Os mais antigos souberam que Ajalá é o Orixá funfun responsável pela criação de Orí. Desta forma, ensinaram-nos que Oxalá deve ser sempre invocado na cerimónia de Bori. Iemanjá é a mãe da individualidade, e por essa razão está directamente relacionada com Orí, sendo imprescindível a sua participação no ritual.

A própria cabeça é a síntese dos caminhos entrecruzados. A individualidade e a iniciação (que são únicas e acabam, muitas vezes, configurando-se como sinónimos) começam no Orí, que ao mesmo tempo aponta para as quatro direcções.

OJUORI – A TESTA

ICOCO ORI – A NUCA

OPA OTUM – O LADO DIREITO

OPA OSSI – O LADO ESQUERDO

Desta mesma forma, a Terra também é dividida em quatro pontos: norte, sul, este e oeste; o centro é a referencia, logo, todas as pessoas se devem colocar como o centro do mundo, tendo à sua volta os quatro pontos cardeais: os caminhos a escolher e a seguir. A cabeça é uma síntese do mundo, com todas as possibilidades e contradições.

Em África, Orí é considerado um Deus, aliás, o primeiro que deve ser cultuado, mas é também, juntamente com o sopro da vida (emi) e o organismo (ese), um conceito fundamental para compreender os rituais relacionados com a vida, como o Axexê (asesé). Nota-se a importância destes elementos, sobretudo o Orí, pelos Orikis com que são invocados.

O Bori prepara a cabeça para que o Orixá se possa manifestar plenamente.

Entre as oferendas que são feitas ao Orí algumas merecem menção especial. É o caso da galinha de Angola, chamada Etun ou Konkém no Candomblé; ela é o maior símbolo de individualização e representa a própria iniciação. A Etun é adoxu (adosú), ou seja, é feita nos mistérios do Orixá. Ela já nasce com Exú, por isso se relaciona com o começo e com o fim, com a vida e a morte, por isso está no Bori e no Axexê.

O peixe representa as potencialidades, pois a imensidão do oceano é a sua casa e a liberdade o seu próprio caminho.

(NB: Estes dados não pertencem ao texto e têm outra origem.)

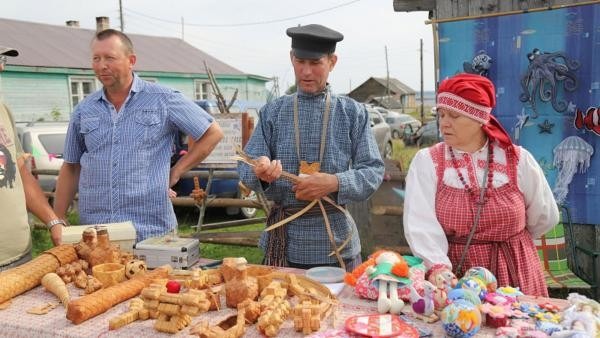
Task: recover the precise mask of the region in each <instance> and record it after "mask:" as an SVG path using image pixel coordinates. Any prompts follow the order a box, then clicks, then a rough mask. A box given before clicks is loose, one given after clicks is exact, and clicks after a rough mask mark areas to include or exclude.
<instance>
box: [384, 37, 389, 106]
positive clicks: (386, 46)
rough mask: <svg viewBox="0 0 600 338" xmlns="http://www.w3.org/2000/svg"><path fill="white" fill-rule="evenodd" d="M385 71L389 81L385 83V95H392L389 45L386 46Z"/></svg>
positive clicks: (385, 95)
mask: <svg viewBox="0 0 600 338" xmlns="http://www.w3.org/2000/svg"><path fill="white" fill-rule="evenodd" d="M385 72H386V74H387V81H386V85H385V87H386V88H385V96H387V97H389V96H390V67H389V64H388V61H387V45H386V46H385Z"/></svg>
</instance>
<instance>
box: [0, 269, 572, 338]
mask: <svg viewBox="0 0 600 338" xmlns="http://www.w3.org/2000/svg"><path fill="white" fill-rule="evenodd" d="M282 270H283V271H285V272H294V273H303V271H302V270H297V269H282ZM69 292H70V294H71V297H72V298H77V297H79V295H80V294H81V293H82V292H83V291H82V290H80V289H77V288H75V287H74V286H73V284H72V283H71V284H69ZM338 299H339V306H338V309H337V311H336V313H335V314H334V315H333V316H330V317H329V318H327V319H326V321H325V322H324V323H323V324H322V330H325V329H328V328H332V327H333V328H343V326H344V322H345V320H346V318H348V317H350V316H353V315H361V314H375V313H377V303H376V302H375V301H369V300H364V299H359V298H357V297H356V296H355V295H354V291H353V289H352V288H350V287H348V286H346V287H344V289H343V290H342V291H341V292H340V294H339V295H338ZM529 300H530V301H535V302H541V300H534V299H529ZM46 302H57V299H56V297H55V296H54V295H52V294H51V293H49V292H47V291H45V290H44V289H43V288H42V287H41V286H39V287H37V288H35V289H33V290H30V291H28V292H26V293H24V294H22V295H20V296H17V297H15V298H13V299H12V304H11V305H10V306H9V307H8V308H7V309H5V310H0V335H1V336H3V337H35V338H42V337H136V338H137V337H172V336H176V337H195V336H190V335H189V331H190V327H187V328H185V329H183V330H182V331H181V332H179V333H178V334H176V335H169V334H163V333H160V332H158V331H156V330H154V328H153V325H154V320H153V319H148V320H145V321H136V322H134V323H132V324H129V325H127V326H125V327H122V328H120V329H118V330H114V331H109V330H108V321H109V319H110V318H112V317H114V316H117V315H119V314H121V313H123V312H126V311H127V307H128V304H129V301H126V302H123V303H121V304H119V305H117V306H115V307H113V308H112V309H110V310H109V311H107V312H105V313H103V314H101V315H98V316H96V317H94V318H91V319H89V320H87V321H85V322H83V323H81V324H79V325H74V324H72V323H71V322H70V321H69V320H68V319H67V318H66V316H65V313H66V310H65V308H64V307H63V306H62V305H59V306H58V307H57V308H55V309H54V310H52V311H50V312H49V313H48V314H45V315H34V314H28V313H27V310H28V309H31V308H33V307H36V306H39V305H42V304H44V303H46ZM552 302H553V303H556V304H557V305H559V306H561V307H564V306H566V301H565V300H560V299H552ZM222 303H223V304H225V302H224V301H223V302H222ZM409 307H410V306H409ZM235 313H236V310H234V309H222V310H221V311H218V312H215V311H211V312H207V313H204V314H201V315H199V316H196V317H193V319H192V325H191V326H193V325H195V324H197V323H198V322H200V320H209V321H210V323H211V324H215V323H217V322H218V321H220V320H221V319H223V318H225V317H228V316H230V315H232V314H235ZM417 323H419V325H423V326H427V327H429V328H431V329H432V330H433V337H443V336H444V333H443V329H442V326H441V324H440V322H437V323H433V324H424V323H422V322H419V321H417ZM494 333H495V329H491V328H482V330H481V331H480V333H479V334H478V335H477V337H494ZM303 336H304V335H302V334H301V333H299V332H295V331H294V327H293V321H292V320H291V319H290V318H288V320H286V321H285V323H284V324H283V326H282V329H281V331H279V335H278V337H303ZM245 337H264V336H263V335H261V334H260V333H259V332H258V331H257V330H256V327H255V325H252V326H247V327H246V335H245Z"/></svg>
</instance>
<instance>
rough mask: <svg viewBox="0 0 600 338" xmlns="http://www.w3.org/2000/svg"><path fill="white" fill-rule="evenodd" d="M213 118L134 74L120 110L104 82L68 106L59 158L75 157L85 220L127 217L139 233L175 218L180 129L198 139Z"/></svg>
mask: <svg viewBox="0 0 600 338" xmlns="http://www.w3.org/2000/svg"><path fill="white" fill-rule="evenodd" d="M212 121H213V118H212V117H211V116H210V115H209V114H208V113H206V112H205V111H204V110H202V109H201V108H200V107H199V106H197V105H196V104H195V103H193V102H192V101H190V100H189V99H186V98H185V97H184V96H183V94H181V93H180V92H177V91H174V90H172V89H170V88H166V87H163V86H160V85H157V84H154V83H150V82H146V81H144V80H141V79H140V78H139V77H137V75H135V76H134V79H133V84H132V86H131V90H130V93H129V96H128V97H127V99H126V101H125V103H124V104H123V106H122V107H121V110H120V111H119V112H117V111H116V109H115V107H114V106H113V105H112V104H111V103H110V102H109V101H108V99H107V98H106V95H105V94H104V91H103V90H100V91H97V92H95V93H93V94H91V95H90V96H88V97H87V98H86V99H85V100H84V101H82V102H81V103H80V104H79V105H78V106H77V107H76V108H75V111H74V112H73V115H72V117H71V121H70V123H69V129H68V132H67V138H66V141H65V152H64V160H65V162H67V163H79V164H80V165H81V172H80V175H79V212H80V214H79V216H80V221H81V223H82V224H102V223H115V222H123V221H132V222H133V224H134V226H135V229H136V232H137V241H141V240H144V239H146V238H148V237H155V236H160V235H163V234H165V233H167V232H168V231H170V230H171V229H173V228H174V227H175V226H177V219H176V218H175V213H174V212H173V205H172V204H171V201H170V200H169V197H168V187H169V166H170V163H171V155H172V148H173V140H174V137H175V136H176V135H177V132H178V131H183V132H184V133H185V134H187V135H190V136H192V137H193V138H194V139H196V140H197V139H199V138H200V137H201V136H202V135H203V134H204V132H205V131H206V130H207V129H208V127H209V126H210V124H211V122H212Z"/></svg>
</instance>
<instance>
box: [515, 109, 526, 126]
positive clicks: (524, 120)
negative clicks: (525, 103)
mask: <svg viewBox="0 0 600 338" xmlns="http://www.w3.org/2000/svg"><path fill="white" fill-rule="evenodd" d="M528 120H529V115H528V114H527V113H525V109H522V110H521V114H518V115H517V124H516V125H515V128H517V129H522V128H523V127H525V123H527V121H528Z"/></svg>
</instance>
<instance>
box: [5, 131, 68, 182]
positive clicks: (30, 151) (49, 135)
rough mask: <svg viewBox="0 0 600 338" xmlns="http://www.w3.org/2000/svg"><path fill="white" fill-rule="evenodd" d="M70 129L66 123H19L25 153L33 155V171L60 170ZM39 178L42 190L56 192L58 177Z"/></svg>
mask: <svg viewBox="0 0 600 338" xmlns="http://www.w3.org/2000/svg"><path fill="white" fill-rule="evenodd" d="M68 127H69V123H68V122H66V121H65V122H29V123H17V135H18V137H19V140H20V141H21V145H22V146H23V151H24V152H26V153H30V154H31V155H32V157H31V163H30V164H31V169H49V170H52V169H54V170H59V169H60V167H61V165H62V163H63V151H64V148H65V138H66V137H67V128H68ZM37 178H38V181H39V184H40V187H41V188H42V190H44V191H54V190H55V188H56V178H57V176H56V175H37Z"/></svg>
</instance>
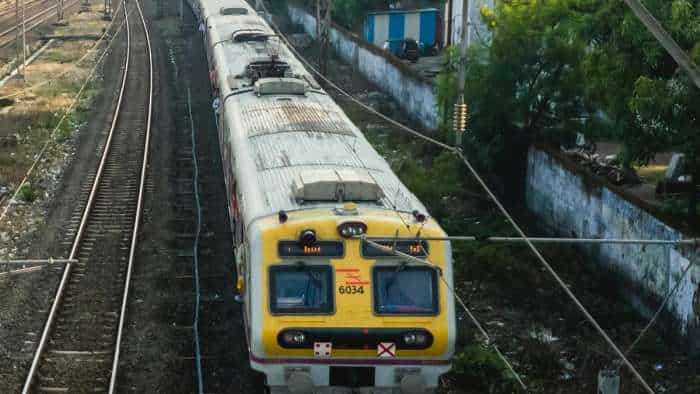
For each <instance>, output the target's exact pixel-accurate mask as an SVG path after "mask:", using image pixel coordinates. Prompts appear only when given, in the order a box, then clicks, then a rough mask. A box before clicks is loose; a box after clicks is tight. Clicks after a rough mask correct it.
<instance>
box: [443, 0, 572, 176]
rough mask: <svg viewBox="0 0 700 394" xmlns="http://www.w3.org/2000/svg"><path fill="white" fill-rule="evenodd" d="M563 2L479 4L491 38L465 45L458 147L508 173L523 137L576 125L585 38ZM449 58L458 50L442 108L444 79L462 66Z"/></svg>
mask: <svg viewBox="0 0 700 394" xmlns="http://www.w3.org/2000/svg"><path fill="white" fill-rule="evenodd" d="M563 3H564V2H563V1H549V2H534V1H530V2H527V3H524V2H519V1H512V2H509V3H506V2H501V3H499V4H498V5H497V7H496V9H495V10H486V9H484V10H482V18H484V19H485V20H486V22H487V23H488V25H489V26H490V29H491V30H492V33H493V39H492V41H491V43H490V46H489V47H487V48H486V47H477V48H472V49H471V50H470V52H469V54H468V56H467V59H468V61H466V63H464V66H466V69H467V70H466V71H467V72H466V75H467V80H466V94H465V96H466V97H465V98H466V101H467V103H468V104H469V105H470V108H471V113H472V121H471V125H470V130H469V133H468V136H467V137H468V138H466V140H465V147H464V148H465V150H467V151H468V152H469V154H471V155H472V156H476V157H478V158H479V159H480V160H479V162H480V163H481V164H482V165H484V166H486V167H488V168H489V169H491V170H494V171H496V172H499V173H509V172H510V173H512V168H513V166H514V165H515V164H522V162H523V160H522V159H523V154H524V153H525V148H526V147H527V145H528V143H529V142H530V141H532V140H534V139H537V138H540V137H541V136H543V135H554V133H553V132H554V131H555V130H558V131H561V130H567V131H568V132H570V133H575V131H578V130H579V129H581V128H582V125H581V122H580V120H579V119H578V118H579V117H580V113H581V112H582V107H583V104H584V103H583V100H582V93H583V92H582V86H581V84H580V80H581V73H580V70H581V68H580V67H579V65H580V61H581V56H580V54H581V53H582V51H583V49H584V48H585V42H583V41H582V40H580V39H579V38H578V36H577V35H576V30H577V29H578V23H579V22H578V21H577V20H575V19H570V18H568V15H569V14H570V10H569V9H568V7H567V6H566V5H564V4H563ZM455 61H456V62H460V60H459V57H456V58H455V59H453V60H452V62H453V64H452V65H450V66H449V67H448V72H447V73H446V74H445V75H443V76H441V79H442V80H443V81H444V82H445V83H444V87H442V86H441V87H439V89H438V96H439V100H440V102H441V103H442V105H443V106H444V110H443V111H445V112H447V111H446V109H447V108H449V107H451V104H452V103H453V102H454V100H455V99H456V97H455V96H453V92H454V88H453V86H454V84H452V83H448V81H451V80H453V78H454V75H455V73H456V69H457V68H458V67H459V66H461V64H457V65H456V66H455V65H454V62H455ZM439 85H440V82H439ZM448 88H449V89H448Z"/></svg>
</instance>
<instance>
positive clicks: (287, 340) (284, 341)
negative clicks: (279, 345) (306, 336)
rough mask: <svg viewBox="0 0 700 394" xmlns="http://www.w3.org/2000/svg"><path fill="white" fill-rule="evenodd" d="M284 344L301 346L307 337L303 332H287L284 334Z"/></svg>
mask: <svg viewBox="0 0 700 394" xmlns="http://www.w3.org/2000/svg"><path fill="white" fill-rule="evenodd" d="M282 342H283V343H284V344H285V345H288V346H299V345H303V344H304V343H305V342H306V335H304V333H303V332H301V331H285V332H284V333H283V334H282Z"/></svg>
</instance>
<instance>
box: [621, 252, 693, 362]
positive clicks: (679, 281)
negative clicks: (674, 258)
mask: <svg viewBox="0 0 700 394" xmlns="http://www.w3.org/2000/svg"><path fill="white" fill-rule="evenodd" d="M696 262H697V257H696V258H695V259H692V258H691V259H690V261H689V262H688V266H687V267H685V269H684V270H683V273H682V274H681V277H680V279H678V281H677V282H676V285H675V286H674V287H673V289H672V290H671V291H669V292H668V294H666V298H664V301H663V302H662V303H661V305H660V306H659V308H658V309H657V310H656V313H654V316H653V317H652V318H651V320H649V323H647V325H646V326H645V327H644V328H643V329H642V331H641V332H640V333H639V335H637V338H636V339H635V340H634V341H633V342H632V344H631V345H629V347H628V348H627V350H625V355H626V356H627V357H629V355H630V354H632V351H634V348H635V346H637V344H638V343H639V341H641V340H642V338H644V335H646V333H647V331H649V329H650V328H651V327H653V326H654V324H656V320H658V318H659V316H661V312H663V311H664V309H666V305H667V304H668V302H669V301H670V300H671V297H673V295H674V294H676V291H678V289H679V288H680V287H681V284H682V283H683V280H684V279H685V277H686V275H688V272H690V269H691V268H692V267H693V266H694V265H695V263H696Z"/></svg>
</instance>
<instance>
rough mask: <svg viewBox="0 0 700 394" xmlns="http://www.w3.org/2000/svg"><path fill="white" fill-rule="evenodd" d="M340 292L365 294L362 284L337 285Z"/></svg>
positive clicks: (345, 293)
mask: <svg viewBox="0 0 700 394" xmlns="http://www.w3.org/2000/svg"><path fill="white" fill-rule="evenodd" d="M338 293H340V294H365V287H364V286H338Z"/></svg>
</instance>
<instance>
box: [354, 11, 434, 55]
mask: <svg viewBox="0 0 700 394" xmlns="http://www.w3.org/2000/svg"><path fill="white" fill-rule="evenodd" d="M439 27H441V20H440V13H439V11H438V10H437V9H436V8H423V9H418V10H388V11H376V12H370V13H369V14H367V19H366V20H365V39H366V40H367V41H368V42H370V43H372V44H374V45H376V46H378V47H380V48H381V47H382V45H384V42H386V41H389V44H390V46H391V49H392V51H394V50H395V48H394V46H395V45H400V42H401V41H403V40H404V39H407V38H410V39H414V40H416V41H418V43H419V44H420V45H421V47H423V48H424V49H431V48H434V47H435V45H436V44H437V40H438V39H439V38H438V37H439V34H438V28H439Z"/></svg>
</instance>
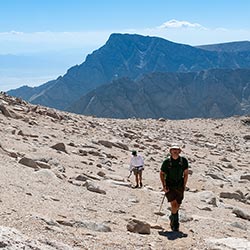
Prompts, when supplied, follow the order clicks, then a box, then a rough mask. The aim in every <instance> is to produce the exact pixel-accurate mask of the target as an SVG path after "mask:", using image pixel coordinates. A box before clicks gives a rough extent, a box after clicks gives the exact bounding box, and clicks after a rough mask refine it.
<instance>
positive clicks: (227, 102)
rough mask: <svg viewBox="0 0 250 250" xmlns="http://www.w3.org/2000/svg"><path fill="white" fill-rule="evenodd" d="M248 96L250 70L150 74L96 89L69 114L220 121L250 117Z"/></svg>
mask: <svg viewBox="0 0 250 250" xmlns="http://www.w3.org/2000/svg"><path fill="white" fill-rule="evenodd" d="M249 96H250V69H249V70H246V69H236V70H230V69H225V70H223V69H212V70H206V71H200V72H189V73H151V74H148V75H144V77H143V78H142V79H140V80H137V81H133V80H131V79H129V78H126V79H118V80H115V81H113V83H111V84H109V85H103V86H101V87H98V88H97V89H95V90H93V91H91V92H89V93H88V94H86V95H84V96H83V97H82V98H81V99H80V100H78V101H77V102H76V103H75V104H74V105H72V106H71V108H70V109H69V111H72V112H76V113H80V114H85V115H95V116H97V117H110V118H129V117H138V118H159V117H167V118H170V119H186V118H193V117H204V118H207V117H214V118H217V117H218V118H219V117H229V116H233V115H235V114H238V115H243V114H250V100H249Z"/></svg>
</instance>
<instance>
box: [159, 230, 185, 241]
mask: <svg viewBox="0 0 250 250" xmlns="http://www.w3.org/2000/svg"><path fill="white" fill-rule="evenodd" d="M159 235H161V236H165V237H167V238H168V239H169V240H176V239H178V238H186V237H188V234H186V233H183V232H180V231H179V232H174V231H160V232H159Z"/></svg>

As comidas brancas, principalmente os grãos, evocam fertilidade e fartura. Flores, que aguardam a germinação, e frutas, os produtos da flor germinada, simbolizam a fartura e a riqueza.

O pombo branco é o maior símbolo do poder criador, portanto não pode faltar. A noz cola, isto é, o obi é sempre o primeiro alimento oferecido a Ori; é a boa semente que se planta e se espera que dê bons frutos.

Todos os elementos que constituem a oferenda à cabeça exprimem desejos comuns a todas as pessoas: paz, tranquilidade, saúde, prosperidade, riqueza, boa sorte, amor, longevidade, mas cabe ao Orí de cada um eleger as prioridades e, uma vez cultuado como deve ser, proporciona-as aos seus filhos.